P&C : Dans quel cadre abordez-vous ces sujets vous-mêmes ?
M. Q :
On le fait d’abord dans l’enceinte scolaire, parce que tout le monde va à l’école, c’est là qu’on peut toucher le plus de gens. On a des outils pour les classes, depuis le primaire jusqu’en 5ème par des jeux, mais aussi certains outils à destination des élèves de 3ème. On travaille aussi en direction des enseignants, des éducateurs, ou des Centres sociaux (dans 35 villes : Lille, Bordeaux, Strasbourg, Paris, Grigny, Nogent sur Marne...). On travaille bien dans le cadre de l’aménagement du temps scolaire, avec des ateliers périscolaires. On apporte des connaissances sur les cultes, le temps religieux, les fêtes, les pratiques des uns et des autres, le vocabulaire : athée, agnostique, arabe, musulman, juif, israélien…

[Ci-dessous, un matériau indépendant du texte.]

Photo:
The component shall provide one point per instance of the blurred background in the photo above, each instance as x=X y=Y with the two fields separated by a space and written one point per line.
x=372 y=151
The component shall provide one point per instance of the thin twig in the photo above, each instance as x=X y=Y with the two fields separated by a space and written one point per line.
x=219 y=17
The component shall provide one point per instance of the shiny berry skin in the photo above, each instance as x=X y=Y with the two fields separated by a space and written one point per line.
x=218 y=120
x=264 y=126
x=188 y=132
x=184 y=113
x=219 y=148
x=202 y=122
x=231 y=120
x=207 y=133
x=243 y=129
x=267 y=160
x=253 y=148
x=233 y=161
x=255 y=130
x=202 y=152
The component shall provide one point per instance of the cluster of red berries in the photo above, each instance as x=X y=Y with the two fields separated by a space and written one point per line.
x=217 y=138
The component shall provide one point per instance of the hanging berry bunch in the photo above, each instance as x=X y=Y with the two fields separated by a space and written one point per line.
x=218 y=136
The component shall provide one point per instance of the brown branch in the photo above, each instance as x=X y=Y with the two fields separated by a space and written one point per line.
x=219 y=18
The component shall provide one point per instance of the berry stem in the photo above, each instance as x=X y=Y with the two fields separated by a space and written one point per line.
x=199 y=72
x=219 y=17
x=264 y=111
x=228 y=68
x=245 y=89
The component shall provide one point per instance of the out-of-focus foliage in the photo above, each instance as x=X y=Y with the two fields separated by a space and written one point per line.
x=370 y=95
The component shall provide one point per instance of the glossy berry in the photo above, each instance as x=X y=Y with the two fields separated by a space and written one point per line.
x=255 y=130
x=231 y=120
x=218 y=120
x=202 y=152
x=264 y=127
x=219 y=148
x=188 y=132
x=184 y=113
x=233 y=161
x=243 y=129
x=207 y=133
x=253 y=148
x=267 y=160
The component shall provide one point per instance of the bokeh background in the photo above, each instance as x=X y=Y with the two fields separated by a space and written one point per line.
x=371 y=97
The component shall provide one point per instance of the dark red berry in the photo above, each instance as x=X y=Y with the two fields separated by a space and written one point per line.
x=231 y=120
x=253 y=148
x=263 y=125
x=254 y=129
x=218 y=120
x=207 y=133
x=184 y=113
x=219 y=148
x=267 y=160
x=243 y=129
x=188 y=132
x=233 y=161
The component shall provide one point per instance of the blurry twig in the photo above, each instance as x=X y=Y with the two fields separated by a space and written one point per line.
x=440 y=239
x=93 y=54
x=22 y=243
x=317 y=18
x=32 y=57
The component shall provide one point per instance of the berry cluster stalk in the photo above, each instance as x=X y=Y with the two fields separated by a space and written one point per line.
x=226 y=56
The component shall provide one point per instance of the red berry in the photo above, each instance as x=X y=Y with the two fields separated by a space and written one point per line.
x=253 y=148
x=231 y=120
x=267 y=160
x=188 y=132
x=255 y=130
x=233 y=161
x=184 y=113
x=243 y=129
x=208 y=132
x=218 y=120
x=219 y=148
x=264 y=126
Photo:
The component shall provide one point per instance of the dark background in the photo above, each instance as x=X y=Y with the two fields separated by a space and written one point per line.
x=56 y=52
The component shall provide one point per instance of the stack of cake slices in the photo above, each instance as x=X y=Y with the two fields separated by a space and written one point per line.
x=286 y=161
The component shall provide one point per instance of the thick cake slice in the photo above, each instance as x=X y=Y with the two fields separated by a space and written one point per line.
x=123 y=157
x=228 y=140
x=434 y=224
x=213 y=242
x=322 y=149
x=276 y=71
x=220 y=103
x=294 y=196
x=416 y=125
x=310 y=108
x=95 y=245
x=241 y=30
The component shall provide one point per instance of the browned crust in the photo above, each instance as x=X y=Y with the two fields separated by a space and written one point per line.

P&C : Quels sont vos outils et méthodes ?
M. Q :
On vend des modules en coffret ou en fichier numérique Pdf, des documentaires comme « Pourquoi dans un pays laïc les jours fériés sont-ils religieux ? » ; des pastilles vidéo d'une minute trente ou des formations, du e-learning... On plaide pour que ces sujets soient traités par l’Education nationale, dans les programmes, mais pas forcément comme matière. La nouvelle matière « Education morale et civique », créée cette année, nous y aide.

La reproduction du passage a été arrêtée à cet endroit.